Chancellor of the High Court
- In office 3 February 2021 – 1 November 2025
- Monarchs: Elizabeth II Charles III
- Preceded by: Sir Geoffrey Vos
- Succeeded by: Sir Colin Birss

Lord Justice of Appeal
- In office 2016–2021

Personal details
- Born: 11 May 1955 (age 71)
- Alma mater: Worcester College, Oxford

= Julian Flaux =

British Chancellor of the High Court

Sir Julian Martin Flaux (born 11 May 1955) is a British judge who was Chancellor of the High Court between 2021 and 2025.

== Early life ==
Flaux was born on 11 May 1955 and was educated at the King's School, Worcester. He studied law at Worcester College, Oxford, graduating as an Oxford MA and a Bachelor of Civil Law. He became an Honorary Fellow of Worcester College in 2017.

== Career ==
He was called to the bar by Inner Temple in 1978 and appointed as King's Counsel in April 1994.

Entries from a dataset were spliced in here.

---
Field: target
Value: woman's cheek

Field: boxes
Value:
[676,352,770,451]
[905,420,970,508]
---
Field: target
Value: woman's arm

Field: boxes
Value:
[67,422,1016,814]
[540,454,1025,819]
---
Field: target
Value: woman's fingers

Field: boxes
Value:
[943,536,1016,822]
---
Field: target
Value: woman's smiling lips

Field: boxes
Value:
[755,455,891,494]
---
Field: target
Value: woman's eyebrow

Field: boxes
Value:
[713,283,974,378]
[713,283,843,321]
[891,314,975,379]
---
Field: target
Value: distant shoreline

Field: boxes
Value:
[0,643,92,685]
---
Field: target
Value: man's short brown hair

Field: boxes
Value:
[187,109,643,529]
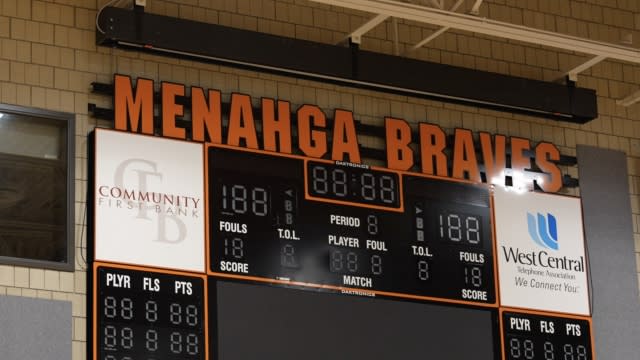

He was appointed a Recorder in 2000, a Deputy Judge of the High Court of Justice in 2002, and a Judge of the High Court sitting on the King's Bench in 2007. He was a Presiding Judge on the Midland Circuit from January 2010 to December 2013, later appointed as a Legal Member of the Special Immigration Appeals Commission in 2013. Following a spell as Judge in Charge of the Commercial Court, he was appointed a Lord Justice of Appeal in December 2016 and sworn of the Privy Council. He was appointed Chancellor of the High Court on 3 February 2021.

In 2020, Flaux delivered the Court of Appeal's judgement in Begum v Home Secretary, granting Shamima Begum judicial review of the Home Secretary's decisions to revoke her British citizenship and to refuse her leave to enter the UK from Syria, where she had joined the Islamic State. The decision was reversed by the Supreme Court.

In December 2022, in a case brought by Alexander Darwall (owner of 4,000 acres (16 km^{2}) of land in southern Dartmoor National Park), he controversially ruled that a previously assumed right to wild camp without landowners' permission was legally wrong and that permission was needed. This proved to be a flawed decision: it was overturned on appeal in July 2023 and the appellate court judges' judgments made clear that they thought the initial ruling a peculiar one with Underhill LJ commenting that it is “a perfectly natural use of language to describe [camping] as a recreation, and also as occurring in the open air, notwithstanding that while the camper is actually in the tent the outside air will be to some extent excluded”.

He also led the panel that decided the extremely controversial "Freshwater Five" case, a judgment that met with widespread controversy.